Le accuse rivolte all’Oms – ritardi nella gestione iniziale del Covid, eccessiva deferenza verso la Cina, carenze di governance e di trasparenza – non sono nuove e meritano un dibattito serio. Ma trasformare queste criticità nella giustificazione per abbandonare il principale organismo multilaterale di coordinamento sanitario appare una risposta sproporzionata e miope. La pandemia ha dimostrato una verità elementare: i virus non riconoscono sovranità, confini o bandiere. Pensare di “proteggere prima l’America” attraverso accordi bilaterali e una leadership sanitaria sganciata dal multilateralismo significa ignorare la natura stessa delle emergenze globali.
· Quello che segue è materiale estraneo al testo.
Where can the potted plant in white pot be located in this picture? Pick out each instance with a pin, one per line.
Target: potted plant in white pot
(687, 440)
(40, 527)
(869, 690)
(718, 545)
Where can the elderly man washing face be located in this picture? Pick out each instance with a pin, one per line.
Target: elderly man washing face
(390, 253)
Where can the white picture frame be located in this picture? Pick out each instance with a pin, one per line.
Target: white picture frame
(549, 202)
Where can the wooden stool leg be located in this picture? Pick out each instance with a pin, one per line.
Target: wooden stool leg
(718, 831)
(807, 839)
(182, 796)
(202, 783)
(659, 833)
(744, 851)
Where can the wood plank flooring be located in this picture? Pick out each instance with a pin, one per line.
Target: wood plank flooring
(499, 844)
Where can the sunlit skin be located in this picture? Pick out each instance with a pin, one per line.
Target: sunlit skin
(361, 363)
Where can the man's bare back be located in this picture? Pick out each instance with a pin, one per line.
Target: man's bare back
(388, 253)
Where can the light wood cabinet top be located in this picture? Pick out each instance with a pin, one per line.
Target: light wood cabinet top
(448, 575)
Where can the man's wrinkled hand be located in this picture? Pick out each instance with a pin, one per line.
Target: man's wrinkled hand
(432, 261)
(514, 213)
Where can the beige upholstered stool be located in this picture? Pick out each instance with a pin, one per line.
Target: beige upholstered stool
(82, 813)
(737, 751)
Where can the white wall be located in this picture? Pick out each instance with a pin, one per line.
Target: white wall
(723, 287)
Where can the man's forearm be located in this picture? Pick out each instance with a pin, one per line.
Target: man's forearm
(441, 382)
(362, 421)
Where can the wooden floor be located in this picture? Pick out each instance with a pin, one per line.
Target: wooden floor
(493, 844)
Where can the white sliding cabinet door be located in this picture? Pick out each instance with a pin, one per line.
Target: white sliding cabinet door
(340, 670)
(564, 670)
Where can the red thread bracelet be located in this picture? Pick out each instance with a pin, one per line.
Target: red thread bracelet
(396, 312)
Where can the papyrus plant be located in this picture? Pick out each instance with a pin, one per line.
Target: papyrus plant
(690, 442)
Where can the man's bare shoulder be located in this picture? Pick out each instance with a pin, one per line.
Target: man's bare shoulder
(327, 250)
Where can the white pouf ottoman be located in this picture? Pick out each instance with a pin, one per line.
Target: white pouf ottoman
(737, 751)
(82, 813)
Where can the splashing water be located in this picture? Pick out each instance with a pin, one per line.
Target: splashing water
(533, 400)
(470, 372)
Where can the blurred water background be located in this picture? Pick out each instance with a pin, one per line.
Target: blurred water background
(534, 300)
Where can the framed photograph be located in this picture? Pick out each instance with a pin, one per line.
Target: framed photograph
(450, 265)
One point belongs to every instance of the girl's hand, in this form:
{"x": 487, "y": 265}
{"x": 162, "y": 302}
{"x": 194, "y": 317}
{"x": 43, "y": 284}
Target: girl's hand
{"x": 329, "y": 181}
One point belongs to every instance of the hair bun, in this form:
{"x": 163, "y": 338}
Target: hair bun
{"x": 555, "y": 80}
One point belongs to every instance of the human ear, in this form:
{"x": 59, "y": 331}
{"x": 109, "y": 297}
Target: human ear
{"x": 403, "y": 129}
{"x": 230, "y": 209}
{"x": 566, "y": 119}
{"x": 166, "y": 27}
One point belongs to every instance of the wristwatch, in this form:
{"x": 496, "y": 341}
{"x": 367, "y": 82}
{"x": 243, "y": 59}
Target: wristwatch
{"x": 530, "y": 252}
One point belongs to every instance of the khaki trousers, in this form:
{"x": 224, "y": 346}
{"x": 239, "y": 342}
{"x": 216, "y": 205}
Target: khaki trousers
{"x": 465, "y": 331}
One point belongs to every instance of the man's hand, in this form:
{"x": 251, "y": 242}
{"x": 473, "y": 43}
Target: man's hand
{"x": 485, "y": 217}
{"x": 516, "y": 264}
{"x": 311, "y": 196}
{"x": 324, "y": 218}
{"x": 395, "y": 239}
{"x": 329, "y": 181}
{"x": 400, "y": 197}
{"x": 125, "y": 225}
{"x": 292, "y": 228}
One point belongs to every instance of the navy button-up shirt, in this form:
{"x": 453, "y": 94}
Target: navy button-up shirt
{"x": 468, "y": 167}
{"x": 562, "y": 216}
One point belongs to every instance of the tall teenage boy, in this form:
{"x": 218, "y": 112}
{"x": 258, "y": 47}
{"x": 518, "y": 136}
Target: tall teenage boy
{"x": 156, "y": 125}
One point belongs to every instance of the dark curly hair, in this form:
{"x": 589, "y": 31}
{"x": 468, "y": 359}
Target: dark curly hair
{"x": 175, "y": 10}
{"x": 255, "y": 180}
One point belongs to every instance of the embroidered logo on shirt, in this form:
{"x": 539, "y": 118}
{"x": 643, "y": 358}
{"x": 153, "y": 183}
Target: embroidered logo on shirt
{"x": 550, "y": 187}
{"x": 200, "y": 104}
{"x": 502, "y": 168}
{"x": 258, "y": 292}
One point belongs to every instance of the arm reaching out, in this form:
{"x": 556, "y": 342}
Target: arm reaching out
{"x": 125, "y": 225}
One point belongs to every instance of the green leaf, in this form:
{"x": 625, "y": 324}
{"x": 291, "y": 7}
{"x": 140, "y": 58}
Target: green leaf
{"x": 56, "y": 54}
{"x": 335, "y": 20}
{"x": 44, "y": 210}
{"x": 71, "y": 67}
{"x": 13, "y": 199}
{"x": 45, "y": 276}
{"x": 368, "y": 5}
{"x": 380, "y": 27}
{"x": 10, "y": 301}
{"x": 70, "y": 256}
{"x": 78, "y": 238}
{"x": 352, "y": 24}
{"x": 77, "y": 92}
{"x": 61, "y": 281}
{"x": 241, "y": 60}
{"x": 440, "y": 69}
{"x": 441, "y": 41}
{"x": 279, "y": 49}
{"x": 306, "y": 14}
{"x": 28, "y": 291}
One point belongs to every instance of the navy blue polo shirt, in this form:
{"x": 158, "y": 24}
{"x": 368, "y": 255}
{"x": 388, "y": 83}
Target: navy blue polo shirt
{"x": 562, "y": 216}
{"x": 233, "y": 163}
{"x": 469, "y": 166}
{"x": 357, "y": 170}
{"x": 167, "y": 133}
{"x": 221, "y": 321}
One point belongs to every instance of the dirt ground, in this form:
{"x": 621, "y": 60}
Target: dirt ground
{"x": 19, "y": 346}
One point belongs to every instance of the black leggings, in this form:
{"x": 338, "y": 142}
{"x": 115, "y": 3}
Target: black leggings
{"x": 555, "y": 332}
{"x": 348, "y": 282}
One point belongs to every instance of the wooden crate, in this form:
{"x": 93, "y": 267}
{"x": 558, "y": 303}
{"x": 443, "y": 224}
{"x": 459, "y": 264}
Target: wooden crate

Il messaggio politico è chiaro: la salute diventa un terreno di competizione geopolitica, non più uno spazio di cooperazione. La retorica del “promesse mantenute”, dell’Oms “oltre ogni possibilità di riparazione”, del recupero simbolico della bandiera americana, parla più al consenso interno che alla sicurezza sanitaria globale. E mentre Washington rivendica una guida alternativa, il risultato concreto è l’indebolimento di un sistema già fragile, privato del suo principale finanziatore e di uno dei suoi attori storicamente centrali.
Questo precedente pesa anche sull’Europa e sull’Italia. Una parte dell’attuale maggioranza di governo guarda con simpatia a questa deriva sovranista, alimentando diffidenza verso le istituzioni multilaterali e rilanciando l’illusione di una sanità “autarchica”. E’ una tentazione pericolosa. Per paesi interdipendenti, con sistemi sanitari pubblici fondati sull’universalismo, la frammentazione delle regole e delle risposte non significa maggiore controllo, ma maggiore vulnerabilità.
La vera alternativa non è uscire dall’Oms, ma riformarla e rafforzarla.